Rabu, 18 Mei 2022

CERPEN PERDANAKU DALAM BUKU ANTOLOGI "GORESAN PENA SANG PENDIDIK"


Assalamu'alaikum Wr. Wb.

    Menulis merupakan hobi saya selain membaca. Oleh karena itu, sejak SMP saya sudah mulai menulis di buku diary. Kemudian menulis apapun itu di sosial media yang terkadang banyak dapat nyiyiran karena seringnya menulis di sosmed.

    Untuk itu, saya bergabung dalam komunitas menulis supaya dapat mengeluarkan segala uneg-uneg maupun imajinasi yang muncul di dalam hati dan pikiran ini. Dan Alhamdulillah, sekarang saya sudah mempunyai karya dalam menulis yakni karya pertama saya yang sudah dipublikasikan dalam sebuah buku berupa Antologi cerpen "Goresan Pena Sang Pendidik". Walaupun masih belum bisa solo, tetapi itu sudah merupakan suatu nikmat yang perlu disyukuri.

    Saya menyadari bahwa tulisan saya ini masih jauh dari kata sempurna. Karena saya masih dalam tahap belajar. Oleh karena itu suport dan komentar yang membangun saya harapkan dari saudara sekalian.

Berikut ini Cerpen perdana saya:

KELAS BERGOYANG

Kasiatun, S.Pd.

Pagi ini, cuaca sangat cerah.
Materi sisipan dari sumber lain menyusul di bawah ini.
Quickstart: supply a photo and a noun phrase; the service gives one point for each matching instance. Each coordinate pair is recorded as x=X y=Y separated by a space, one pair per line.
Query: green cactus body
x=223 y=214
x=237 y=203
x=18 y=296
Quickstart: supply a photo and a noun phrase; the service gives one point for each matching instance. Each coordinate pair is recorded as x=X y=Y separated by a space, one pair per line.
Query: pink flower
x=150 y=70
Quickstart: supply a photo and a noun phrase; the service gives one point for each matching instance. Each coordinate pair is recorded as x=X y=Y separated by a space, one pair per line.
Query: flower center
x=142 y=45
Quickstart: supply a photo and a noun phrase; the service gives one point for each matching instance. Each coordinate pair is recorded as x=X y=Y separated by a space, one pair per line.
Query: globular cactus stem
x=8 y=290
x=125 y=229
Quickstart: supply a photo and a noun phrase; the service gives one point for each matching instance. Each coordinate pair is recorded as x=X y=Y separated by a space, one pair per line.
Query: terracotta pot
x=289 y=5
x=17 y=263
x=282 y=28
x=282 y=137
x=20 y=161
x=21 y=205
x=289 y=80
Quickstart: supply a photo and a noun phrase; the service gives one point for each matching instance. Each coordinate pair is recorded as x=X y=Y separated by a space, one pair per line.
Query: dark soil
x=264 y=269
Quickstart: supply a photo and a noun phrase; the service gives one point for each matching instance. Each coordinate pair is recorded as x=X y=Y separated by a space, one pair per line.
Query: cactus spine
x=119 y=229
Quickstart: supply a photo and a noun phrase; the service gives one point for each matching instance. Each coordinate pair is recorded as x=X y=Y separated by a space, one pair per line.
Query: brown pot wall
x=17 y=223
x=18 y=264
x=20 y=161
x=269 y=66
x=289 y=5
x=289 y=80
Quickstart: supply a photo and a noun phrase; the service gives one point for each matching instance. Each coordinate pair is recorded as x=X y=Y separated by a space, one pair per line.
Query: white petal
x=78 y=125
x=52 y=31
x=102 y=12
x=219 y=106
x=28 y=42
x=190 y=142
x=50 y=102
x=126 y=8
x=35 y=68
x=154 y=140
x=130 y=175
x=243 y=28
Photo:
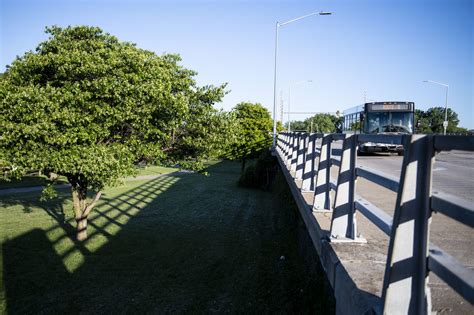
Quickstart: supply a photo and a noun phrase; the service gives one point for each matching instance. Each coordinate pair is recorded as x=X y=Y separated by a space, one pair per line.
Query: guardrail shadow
x=173 y=244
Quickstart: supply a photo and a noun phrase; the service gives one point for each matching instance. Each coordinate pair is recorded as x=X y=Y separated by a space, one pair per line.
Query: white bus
x=380 y=118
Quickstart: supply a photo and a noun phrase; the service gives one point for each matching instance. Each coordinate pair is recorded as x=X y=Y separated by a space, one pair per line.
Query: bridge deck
x=356 y=270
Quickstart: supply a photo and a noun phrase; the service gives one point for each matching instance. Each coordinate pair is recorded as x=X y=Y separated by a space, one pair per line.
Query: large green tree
x=253 y=133
x=87 y=106
x=431 y=121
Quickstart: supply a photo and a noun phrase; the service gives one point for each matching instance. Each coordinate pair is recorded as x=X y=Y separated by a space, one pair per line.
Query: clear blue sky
x=386 y=48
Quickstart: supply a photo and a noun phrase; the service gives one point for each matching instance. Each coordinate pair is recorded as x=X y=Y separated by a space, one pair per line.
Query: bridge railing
x=410 y=256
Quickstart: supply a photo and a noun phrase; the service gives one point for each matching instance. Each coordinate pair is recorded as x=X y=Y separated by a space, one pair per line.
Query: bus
x=380 y=118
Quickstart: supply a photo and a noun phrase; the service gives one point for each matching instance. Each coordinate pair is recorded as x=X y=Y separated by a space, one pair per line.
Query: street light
x=445 y=122
x=289 y=97
x=277 y=27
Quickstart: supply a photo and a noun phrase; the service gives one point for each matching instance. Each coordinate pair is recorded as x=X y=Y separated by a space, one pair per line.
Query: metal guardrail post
x=322 y=190
x=291 y=148
x=301 y=154
x=282 y=143
x=310 y=161
x=343 y=223
x=405 y=289
x=294 y=156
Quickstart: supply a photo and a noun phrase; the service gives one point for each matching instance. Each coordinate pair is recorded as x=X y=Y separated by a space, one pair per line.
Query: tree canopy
x=253 y=131
x=88 y=106
x=431 y=121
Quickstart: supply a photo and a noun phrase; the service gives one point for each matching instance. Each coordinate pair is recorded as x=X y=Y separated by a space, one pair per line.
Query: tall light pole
x=289 y=99
x=277 y=27
x=445 y=122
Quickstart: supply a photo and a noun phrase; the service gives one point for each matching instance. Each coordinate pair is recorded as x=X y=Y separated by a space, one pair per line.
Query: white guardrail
x=410 y=255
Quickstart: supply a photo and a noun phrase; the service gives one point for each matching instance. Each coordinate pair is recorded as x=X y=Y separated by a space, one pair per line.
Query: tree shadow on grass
x=187 y=243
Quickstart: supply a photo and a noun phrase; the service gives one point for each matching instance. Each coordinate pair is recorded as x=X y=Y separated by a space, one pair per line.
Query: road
x=453 y=172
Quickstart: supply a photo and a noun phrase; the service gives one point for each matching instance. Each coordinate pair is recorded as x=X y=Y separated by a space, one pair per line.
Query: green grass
x=188 y=243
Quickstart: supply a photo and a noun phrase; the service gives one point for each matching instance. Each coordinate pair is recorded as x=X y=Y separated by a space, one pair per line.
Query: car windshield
x=398 y=122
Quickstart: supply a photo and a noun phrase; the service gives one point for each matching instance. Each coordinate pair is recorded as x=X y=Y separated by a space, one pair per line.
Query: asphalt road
x=453 y=171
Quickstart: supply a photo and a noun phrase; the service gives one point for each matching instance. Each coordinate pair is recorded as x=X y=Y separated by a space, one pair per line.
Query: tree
x=87 y=106
x=254 y=131
x=298 y=125
x=324 y=123
x=431 y=121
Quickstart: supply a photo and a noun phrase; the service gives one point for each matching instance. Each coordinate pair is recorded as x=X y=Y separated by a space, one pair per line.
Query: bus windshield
x=380 y=122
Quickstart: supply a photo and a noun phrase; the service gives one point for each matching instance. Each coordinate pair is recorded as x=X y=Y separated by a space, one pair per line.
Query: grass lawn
x=187 y=243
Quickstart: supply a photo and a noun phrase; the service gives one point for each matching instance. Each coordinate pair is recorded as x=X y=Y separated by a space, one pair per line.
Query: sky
x=378 y=50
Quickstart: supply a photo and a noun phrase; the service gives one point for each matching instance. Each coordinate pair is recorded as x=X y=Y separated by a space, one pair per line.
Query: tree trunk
x=243 y=165
x=81 y=229
x=82 y=208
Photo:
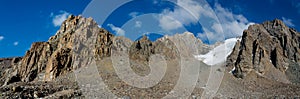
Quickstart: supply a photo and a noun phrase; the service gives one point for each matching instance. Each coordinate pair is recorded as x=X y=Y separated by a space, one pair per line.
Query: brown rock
x=264 y=47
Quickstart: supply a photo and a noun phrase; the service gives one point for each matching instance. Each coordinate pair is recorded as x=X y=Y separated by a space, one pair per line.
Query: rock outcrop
x=268 y=49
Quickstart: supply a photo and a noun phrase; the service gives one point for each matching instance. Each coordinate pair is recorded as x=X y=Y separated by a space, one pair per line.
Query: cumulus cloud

Matahari sudah menampakkan cahayanya. Seperti biasa, aku sudah bersiap-siap berangkat ke sekolah. Alhamdulillah hari ini tidak ada drama si kembar seperti biasanya. Mereka begitu manis dan baik sekali kelakuannya pagi ini. Tidak ada suara tangisan maupun rengekan di rumah ini sehingga membuat saya lebih bersemangat untuk berangkat ke sekolah.

Dengan hati yang berbunga-bunga aku mengendarai motor sambil bernyanyi di sepanjang jalan menuju sekolah. Jarak rumah dengan sekolah kurang lebih 4 Km. Sehingga butuh waktu  15 menit untuk sampai ke sekolah. Namun, baru saja saya mengendarai motor selama 10 menit, tiba-tiba motor oleng dan tidak nyaman lagi untuk dikendarai. Akhirnya, aku berhenti dan melihat roda motor tersebut. Qodarullah, ternyata bannya kempes. Patutlah motornya oleng.

Karena di situ pematang dan tidak ada orang yang buka tambal ban, maka motor tersebut kudorong hingga  ke bengkel yang agak dekat dengan sekolah. Alhasil, keringat bercucuran membasahi kening dan baju.

Sambil berjalan kulafalkan selawat dan sesekali beristigfar karena menyadari bahwa saking gembiranya pagi tadi lupa untuk bersyukur dan malah bernyanyi di sepanjang jalan menuju sekolah. Mungkin itulah teguran yang Allah berikan kepadaku karena sudah berlebih-lebihan menyikapi suatu rasa kegembiraan.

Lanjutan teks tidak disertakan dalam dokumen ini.